Os números indicam que, ao longo dos meses, a intensidade da queda nas exportações para os EUA tem diminuído. Em outubro do ano passado, a redução chegou a 35%, mas a situação melhorou, com uma diminuição de 14% em maio. De acordo com os dados mais recentes, as exportações brasileiras para os Estados Unidos totalizaram US$ 3,09 bilhões, enquanto as importações ficaram em US$ 3,21 bilhões, resultando em um déficit comercial de US$ 121 milhões para o mês.
No acumulado do ano, de janeiro a maio, o Brasil exportou um total de US$ 14,01 bilhões, representando uma queda de 16%. As importações nesse mesmo período somaram US$ 15,48 bilhões, uma redução de 12,6%. O déficit comercial acumulado nos primeiros cinco meses do ano alcançou US$ 1,47 bilhão, e a participação dos EUA nas exportações brasileiras caiu de 12% em maio de 2025 para 9,7% em maio deste ano.
Em contrapartida, a China consolidou sua posição como o principal parceiro comercial do Brasil, com um aumento de 9,5% nas exportações para o país asiático, totalizando US$ 10,5 bilhões em maio. As importações da China também cresceram, abrindo um superávit comercial de US$ 3,7 bilhões no mês. Nos primeiros cinco meses de 2026, as exportações para a China atingiram US$ 43,26 bilhões, representando um aumento de 21,8%.
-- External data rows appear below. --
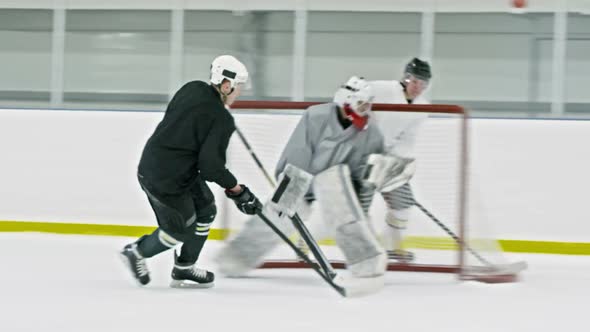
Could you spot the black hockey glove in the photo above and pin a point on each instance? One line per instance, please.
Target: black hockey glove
(245, 200)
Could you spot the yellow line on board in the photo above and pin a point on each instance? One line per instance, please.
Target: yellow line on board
(422, 242)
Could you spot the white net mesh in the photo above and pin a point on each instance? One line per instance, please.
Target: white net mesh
(436, 186)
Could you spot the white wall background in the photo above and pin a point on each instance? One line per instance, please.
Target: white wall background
(485, 56)
(68, 166)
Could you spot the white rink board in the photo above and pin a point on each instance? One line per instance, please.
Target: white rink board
(79, 166)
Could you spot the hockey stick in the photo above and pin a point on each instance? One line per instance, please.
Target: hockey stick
(297, 222)
(452, 234)
(301, 254)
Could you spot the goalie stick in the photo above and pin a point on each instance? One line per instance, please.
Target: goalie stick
(341, 290)
(296, 220)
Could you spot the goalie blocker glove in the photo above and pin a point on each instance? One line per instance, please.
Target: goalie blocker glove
(245, 200)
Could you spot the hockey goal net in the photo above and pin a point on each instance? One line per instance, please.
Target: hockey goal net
(447, 231)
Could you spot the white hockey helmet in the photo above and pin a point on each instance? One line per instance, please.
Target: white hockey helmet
(355, 94)
(229, 68)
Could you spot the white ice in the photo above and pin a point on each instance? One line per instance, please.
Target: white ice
(77, 283)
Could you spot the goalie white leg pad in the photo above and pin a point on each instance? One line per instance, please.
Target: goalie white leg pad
(342, 212)
(389, 172)
(247, 249)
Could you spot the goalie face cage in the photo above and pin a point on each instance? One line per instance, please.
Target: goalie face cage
(442, 185)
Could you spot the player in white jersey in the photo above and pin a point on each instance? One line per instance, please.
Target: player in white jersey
(400, 132)
(330, 144)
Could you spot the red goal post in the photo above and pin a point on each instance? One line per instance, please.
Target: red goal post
(459, 171)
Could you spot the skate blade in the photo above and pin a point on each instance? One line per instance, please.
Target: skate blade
(190, 284)
(129, 267)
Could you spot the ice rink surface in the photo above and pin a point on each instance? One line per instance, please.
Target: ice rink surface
(78, 283)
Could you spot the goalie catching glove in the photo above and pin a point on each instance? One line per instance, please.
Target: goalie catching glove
(389, 172)
(245, 200)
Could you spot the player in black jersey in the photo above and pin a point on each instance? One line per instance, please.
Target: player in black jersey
(187, 149)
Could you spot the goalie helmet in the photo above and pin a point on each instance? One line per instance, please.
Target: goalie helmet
(419, 69)
(355, 98)
(227, 67)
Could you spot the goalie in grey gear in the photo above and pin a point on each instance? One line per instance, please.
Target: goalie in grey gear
(331, 143)
(400, 131)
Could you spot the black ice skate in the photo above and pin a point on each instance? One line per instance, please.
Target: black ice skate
(190, 276)
(136, 263)
(400, 255)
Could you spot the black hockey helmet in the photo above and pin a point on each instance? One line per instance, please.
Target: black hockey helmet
(418, 68)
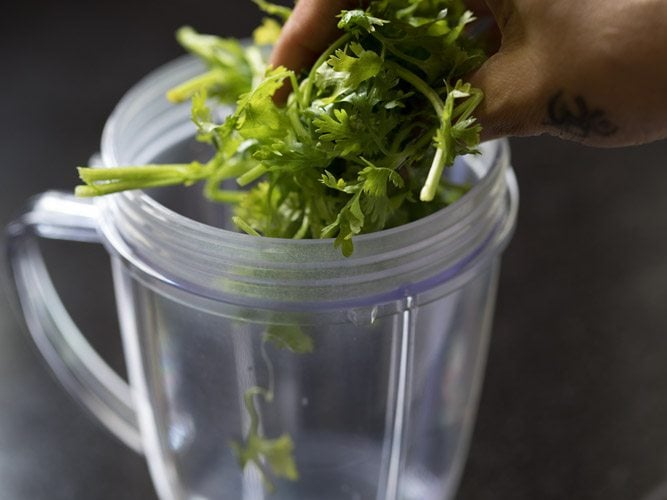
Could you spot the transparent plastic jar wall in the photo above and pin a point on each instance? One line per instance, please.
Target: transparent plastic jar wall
(379, 397)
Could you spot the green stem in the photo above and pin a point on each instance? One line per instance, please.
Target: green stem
(187, 89)
(308, 89)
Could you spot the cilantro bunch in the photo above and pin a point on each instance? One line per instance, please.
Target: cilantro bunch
(362, 141)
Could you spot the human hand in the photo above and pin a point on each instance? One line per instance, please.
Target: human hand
(575, 68)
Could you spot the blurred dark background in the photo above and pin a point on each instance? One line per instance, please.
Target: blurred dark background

Por fim, Brandão também fez referência à guerra no Oriente Médio como um fator que influenciou o crescimento das exportações de combustíveis derivados de petróleo, devido à alta nos preços internacionais. Em contrapartida, embora as exportações de petróleo bruto tenham mostrado uma queda significativa, Brandão ressaltou que esse movimento é temporário e não será afetado por novas taxas de exportação, com as empresas mantendo sua competitividade no mercado internacional.